I can hardly believe that my parents' daughter graduated with a college degree last night.
When I think back to who I was when I graduated from high school twenty years ago, it's easy to remember a wounded young woman, invisible, undeserving.
A young woman all alone, with no direction, no confidence and a whole host of self-destructive coping mechanisms.
Abandoned daughter of an addict. Daughter whose father and grandfather had dropped out of high school, and dropped out of their children's lives before they had the chance to know them.
Daughter of a depressed, heart-broken woman. Daughter whose mother scarcely showed approval or spoke words of encouragement.
A young woman who'd never been told that education was important, or that she could accomplish anything she'd set her mind to.
That's who I was well into my late twenties...
I took that wounded young woman off to college with me right out of high school. College, where I floundered, not sure how I fit in, dropping classes, "passing" classes with D's, earning such a low GPA that no college or university would touch me after two years.
I left college then, never expecting to return.
But I did... Completely unexpectedly.
And I completed the coursework over these last two years with one C shy of a 4.0. (Darned Chemistry.)
Receiving an Associates Degree is a casual milestone in the life of most 20 year olds... But, for me, completion of this degree is a major accomplishment. Honestly something I never thought I'd come close to.
As I prepared for graduation over these last few weeks, I was overwhelmed - once again - by the incredible miracles God has worked in my life. Aside from looking like an older version of that girl from twenty years ago, I do not resemble her at all. My heart is mended. My esteem, not a reflection of how I think others see me, but of how I know God does. Gifts and talents recognized. Inexplicable passions and direction. Determination.

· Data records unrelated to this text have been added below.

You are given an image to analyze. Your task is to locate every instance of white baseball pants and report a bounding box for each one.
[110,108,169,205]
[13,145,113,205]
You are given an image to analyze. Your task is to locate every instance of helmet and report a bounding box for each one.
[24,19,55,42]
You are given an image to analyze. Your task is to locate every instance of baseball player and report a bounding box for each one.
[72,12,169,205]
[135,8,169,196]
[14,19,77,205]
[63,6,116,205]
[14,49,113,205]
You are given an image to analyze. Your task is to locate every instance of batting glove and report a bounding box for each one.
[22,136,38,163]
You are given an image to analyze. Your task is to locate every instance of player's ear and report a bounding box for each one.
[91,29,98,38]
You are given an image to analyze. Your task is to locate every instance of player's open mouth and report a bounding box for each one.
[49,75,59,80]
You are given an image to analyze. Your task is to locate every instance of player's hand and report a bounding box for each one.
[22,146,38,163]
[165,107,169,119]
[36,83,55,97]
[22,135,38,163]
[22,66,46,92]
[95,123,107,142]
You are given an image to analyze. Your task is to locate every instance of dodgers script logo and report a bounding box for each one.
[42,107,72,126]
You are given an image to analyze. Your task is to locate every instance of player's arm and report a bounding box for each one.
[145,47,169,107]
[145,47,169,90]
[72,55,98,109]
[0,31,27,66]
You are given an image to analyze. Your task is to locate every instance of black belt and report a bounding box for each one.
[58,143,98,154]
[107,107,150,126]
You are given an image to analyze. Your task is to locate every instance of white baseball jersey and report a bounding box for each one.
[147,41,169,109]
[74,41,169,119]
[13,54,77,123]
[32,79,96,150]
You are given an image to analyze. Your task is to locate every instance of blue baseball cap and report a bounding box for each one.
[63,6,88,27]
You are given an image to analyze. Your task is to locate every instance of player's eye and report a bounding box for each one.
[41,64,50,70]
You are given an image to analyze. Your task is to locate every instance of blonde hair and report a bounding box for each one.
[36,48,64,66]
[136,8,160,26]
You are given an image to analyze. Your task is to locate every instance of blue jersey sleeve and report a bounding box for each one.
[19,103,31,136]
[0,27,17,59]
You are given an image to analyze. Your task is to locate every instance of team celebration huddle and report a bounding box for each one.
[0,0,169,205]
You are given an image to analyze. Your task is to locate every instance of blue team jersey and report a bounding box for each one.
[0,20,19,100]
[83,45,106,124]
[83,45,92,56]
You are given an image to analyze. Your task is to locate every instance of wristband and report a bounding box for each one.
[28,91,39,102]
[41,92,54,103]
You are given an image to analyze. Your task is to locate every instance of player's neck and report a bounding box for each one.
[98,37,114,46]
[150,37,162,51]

The Lord has worked a mighty miracle.
While my mother often had difficulty expressing delight in me, she did find the words in her last years. I know she was proud. And my in-laws, siblings, friends, extended family, husband and children could not have been more supportive as I returned to school, studied like mad, and occasionally dropped a ball as I juggled a little more than I could handle at times. I am so grateful.
So changed.
I have an incredible life. And an Associates of Science in Early Childhood Development. (That Science part makes me laugh out loud!)
Praise the Lord.
.....Check back in a few years for my Bachelors in Elementary Education. ESU class of 2015 (or '16) or bust!